Il fatto era che Gd era sempre stato convinto di essere un’isola, tipo Ibizia o Formentera, un posto in cui sollazzarsi e divertirsi. Un’isola figa, insomma. Poi qualcosa si era spezzato e, rendendosene conto ma senza far nulla per evitarlo, si era trasformato in Round Island. Avete presente, no? Quell’isoletta nascosta nella parte nord della mappa di Final Fantasy VII che si poteva raggiungere solo con un Chocobo d’oro, praticamente un’impresa ostica e da rottura di coglioni che lui, quando era avvezzo ai videogames, aveva gettato alle ortiche dando forfait ed era un po’ quello che era successo nella realtà: chi mai avrebbe sprecato energie, tempo e voglia per un’isoletta del cazzo? Nei videogiochi potevi usare i trucchi, fregare il sistema ma nella realtà le cose erano decisamente più complicate e se decidevi di lasciar perdere, non ci saresti potuto tornare su quando la voglia fosse ripassata a trovarti.
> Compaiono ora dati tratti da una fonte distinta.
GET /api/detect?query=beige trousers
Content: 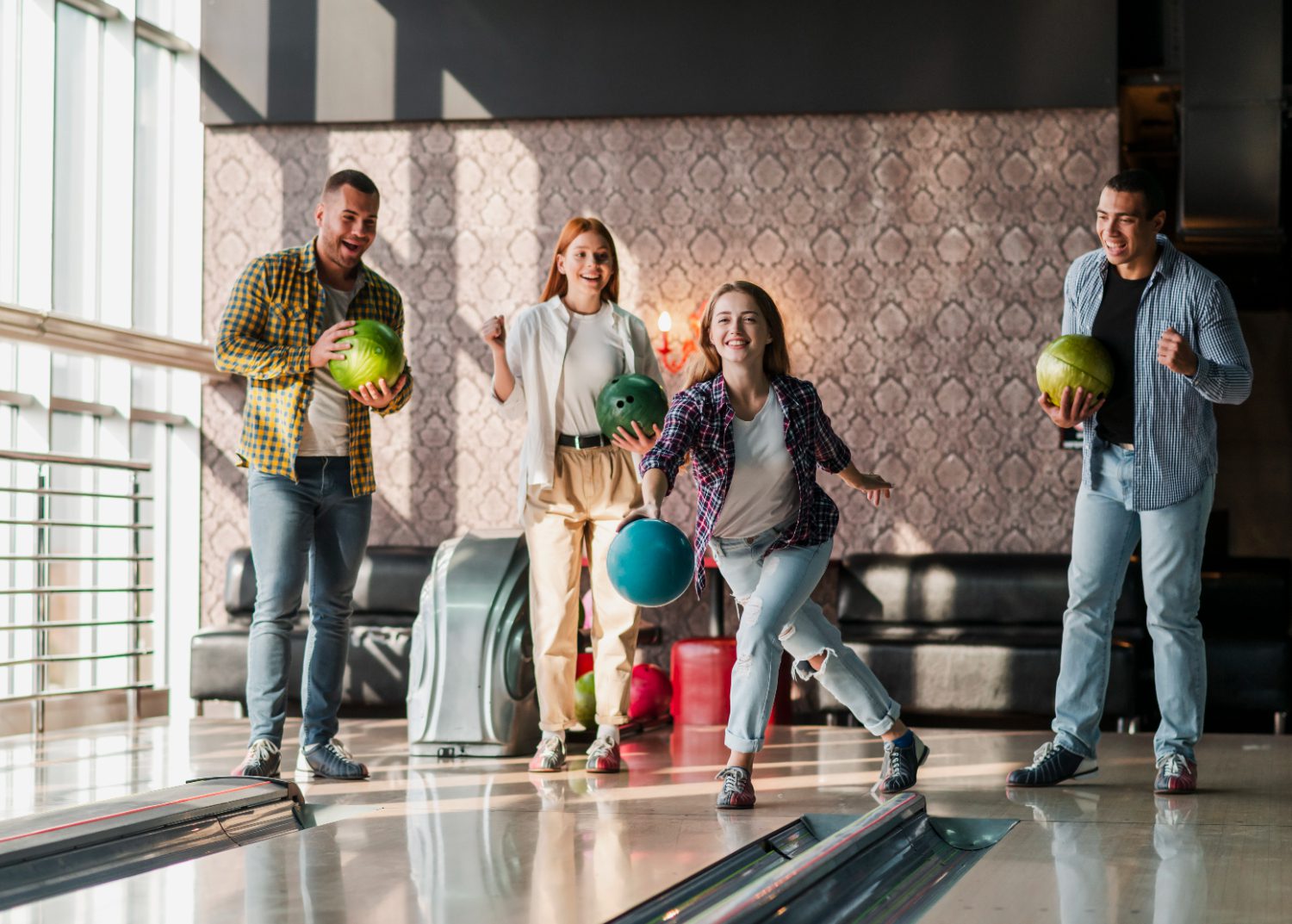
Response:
[524,446,643,731]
Così si era abituato alla solitudine. Ji Yong ci si era crogiolato, aveva imparato a conviverci e quando accadeva che questa lo sopraffacesse, si ricordava del perché si fosse barricato lì e tutto passava. Che senso aveva circondarsi di gente? Prima o poi tutti lo avrebbero abbandonato perché le persone facevano così: ti rendevano felice ma proprio perché essere umani, erano anche capaci di renderti infelice.

Tipo Seung-Hyun.

Quello che gli aveva detto in un impeto d’ira che mai aveva usato con lui, lo aveva investito in pieno. Era stato come fare un frontale con la realtà, uscirne indenni e starsene lì a rimpiangere di non essere morti. Aveva realizzato che essere un’isola, non era poi così esaltante: se si era da soli e ci si lasciava andare, si rischiava di uscirne pazzi e perdere le redini della propria vita.
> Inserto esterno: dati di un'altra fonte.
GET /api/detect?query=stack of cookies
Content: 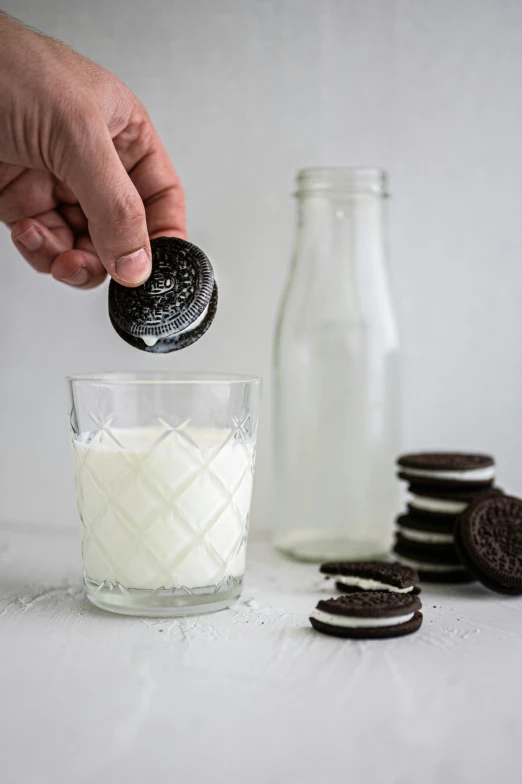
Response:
[394,452,502,583]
Motivo per cui nemmeno essere in due sarebbe servito e lo realizzò quando piombò in cucina, osservando la schiena stretta di Ginko, intenta a farsi del the. Se le avesse permesso di entrare e per qualsiasi ragione lei fosse crollata, sarebbero stati punto a capo. Sarebbe rimasto solo di nuovo e, anzi, avrebbe dovuto sobbarcarsi anche dei suoi problemi e ciò richiedeva una buona dose d’impegno, coraggio e buona volontà e lui non era così sicura di potercela fare…

«Ben svegliato!»

… Non fino a che non avrebbe imparato a prendersi cura di sé.

«Ti va un po’ di the?»

«No…» si sedette al bancone, guardandola trafficare con le bustine come un’ape impazzita. Quella pure di prima mattina sprizzava gioia da tutti i pori, in netto contrasto con lui che di solito si limitava a grugnire ed emanava sonno a catinelle.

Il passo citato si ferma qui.